La situación de los judíos españoles necesitó una o dos décadas para estabilizarse. Pero entonces, cuando empezaban a recuperarse, allá por 1415, surgió para ellos un nuevo y terrible problema: la obsesión por la conversión. Es difícil explicar por qué, de pronto, la sociedad y las autoridades comenzaron a obsesionarse por convertir a los infieles, principalmente a los judíos. Quizá tuviese algo que ver la creciente y temible pujanza del Imperio Otomano en el Mediterráneo, y la inminente caída de Constantinopla (se pensaba además que los judíos podían ser cómplices secretos de los turcos). O el temor a los últimos cátaros. O tal vez influyó la existencia de una gran población de moriscos en la península “reconquistada”. Quizá todo ello. Pero yo pienso que una de las claves hay que buscarla en los dominicos y en su creciente poder sociopolítico. Estos frailes, que llegaron a ser todopoderosos, hicieron de la conversión su razón de ser y consiguieron movilizar a toda la sociedad para conseguirlo, liderados por San Vicente Ferrer, cuya onomástica celebra la Iglesia precisamente mañana, y de quien se dice que él solito consiguió más de 20.000 conversiones de judíos entre 1412 y 1420. Esto tiene su mérito, porque conviene recordar que el converso, además de renunciar a su fé, debía pagar los costes económicos de la conversión, tal vez por eso, entre otras razones, la mayoria de los sefardíes prefirieron seguir en sus trece, es decir, mantenerse en la afirmación de los trece articulos de fé judaica de la mudaa de Maimonides…). Las víctimas principales de esa locura “convertidora” fueron los judíos y los mudéjares, por supuesto. Y hubo muchos fanáticos como Vicente Ferrer.

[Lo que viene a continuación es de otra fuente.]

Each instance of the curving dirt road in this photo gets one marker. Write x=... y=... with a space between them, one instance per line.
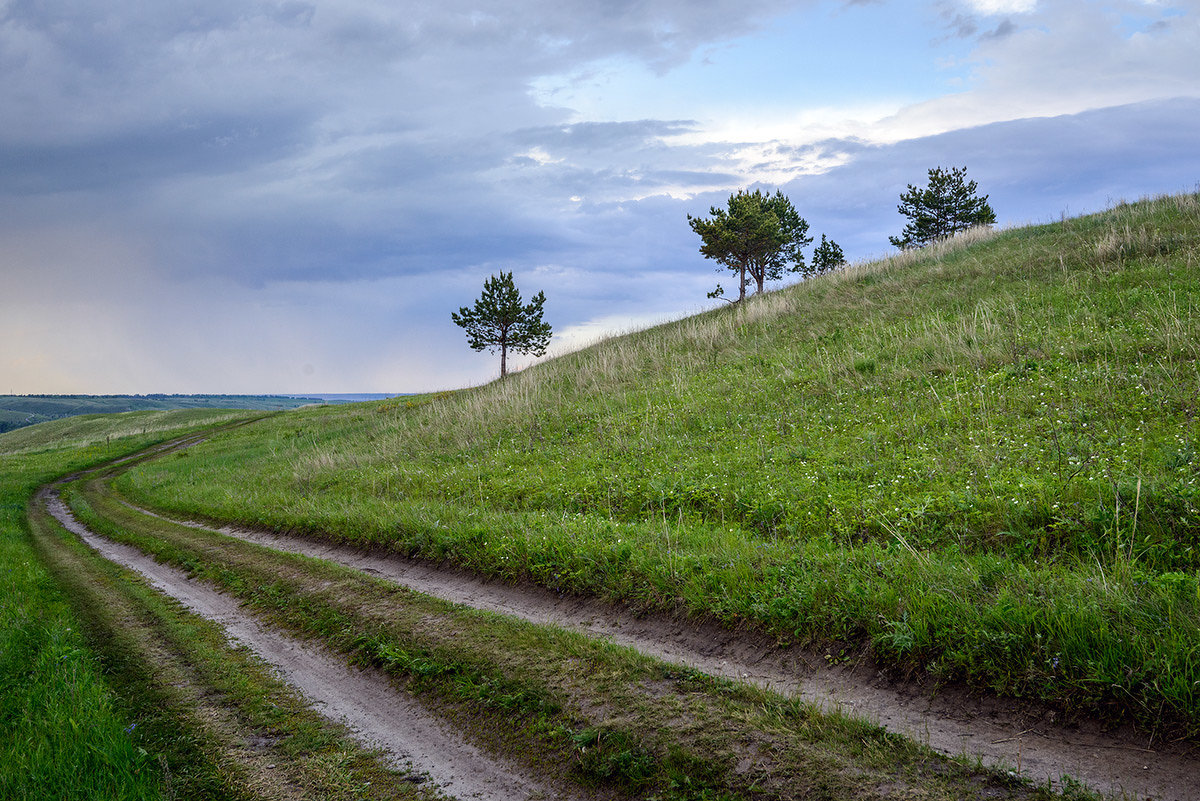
x=364 y=700
x=996 y=732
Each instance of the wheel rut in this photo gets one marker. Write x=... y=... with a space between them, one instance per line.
x=364 y=700
x=952 y=722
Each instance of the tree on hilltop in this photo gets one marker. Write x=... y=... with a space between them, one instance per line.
x=759 y=235
x=827 y=257
x=499 y=320
x=942 y=209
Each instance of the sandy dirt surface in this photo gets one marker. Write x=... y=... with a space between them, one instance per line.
x=378 y=715
x=952 y=722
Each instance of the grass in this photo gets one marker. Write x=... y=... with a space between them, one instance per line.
x=108 y=690
x=978 y=461
x=61 y=730
x=593 y=716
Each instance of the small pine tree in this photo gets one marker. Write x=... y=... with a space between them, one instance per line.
x=942 y=209
x=501 y=321
x=827 y=257
x=759 y=236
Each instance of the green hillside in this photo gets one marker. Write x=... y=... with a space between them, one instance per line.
x=18 y=410
x=975 y=462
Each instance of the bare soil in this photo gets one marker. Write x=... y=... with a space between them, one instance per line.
x=953 y=721
x=364 y=700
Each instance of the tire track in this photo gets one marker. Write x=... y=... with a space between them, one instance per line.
x=364 y=700
x=996 y=732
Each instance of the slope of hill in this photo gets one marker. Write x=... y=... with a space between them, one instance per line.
x=976 y=462
x=18 y=410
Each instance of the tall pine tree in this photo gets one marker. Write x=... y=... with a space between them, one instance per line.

El obsesivo impulso hispano hacia la conversión (algunos ven ahí ecos de la tensión ancestral entre visigodos arrianos y niceanos), llegó para quedarse. Y todo el siglo XV fue un período de empeoramiento continuado de las condiciones de vida de los judíos en España. El desgraciado año 1492, cuando se obliga a los judíos a elegir entre conversión o expulsión, es tan solo la culminación de ese proceso.

Muchos de los judíos españoles expulsados en 1492 encontraron refugio en las grandes ciudades del Imperio otomano (dando en cierto modo razón a quienes dudaban de su lealtad a la cristiandad). Pero, a su vez, una buena parte de esos judíos que llegaron a Constantinopla, Sarajevo, Alejandría, Rodas o Salónica, se asentaron después en Venecia, lo que explica ciertamente el extraño eco del alma profunda hispana que encontramos en la Serenissima, empezando por la palabra “calle”, que sin duda importaron allá los sefarditas.

Pero esos sefarditas no encontraron en Venecia sino una prisión. No fueron obligados a convertirse, ciertamente. Pero ni de lejos hallaron la tolerancia y la acogida que sus antepasados habían disfrutado durante siglos en la las tierras reconquistadas de la España medieval. Una tolerancia y acogida que fue, paradójicamente, la clave de su expulsión. La Historia es a veces una gran bromista. Variedad humor negro.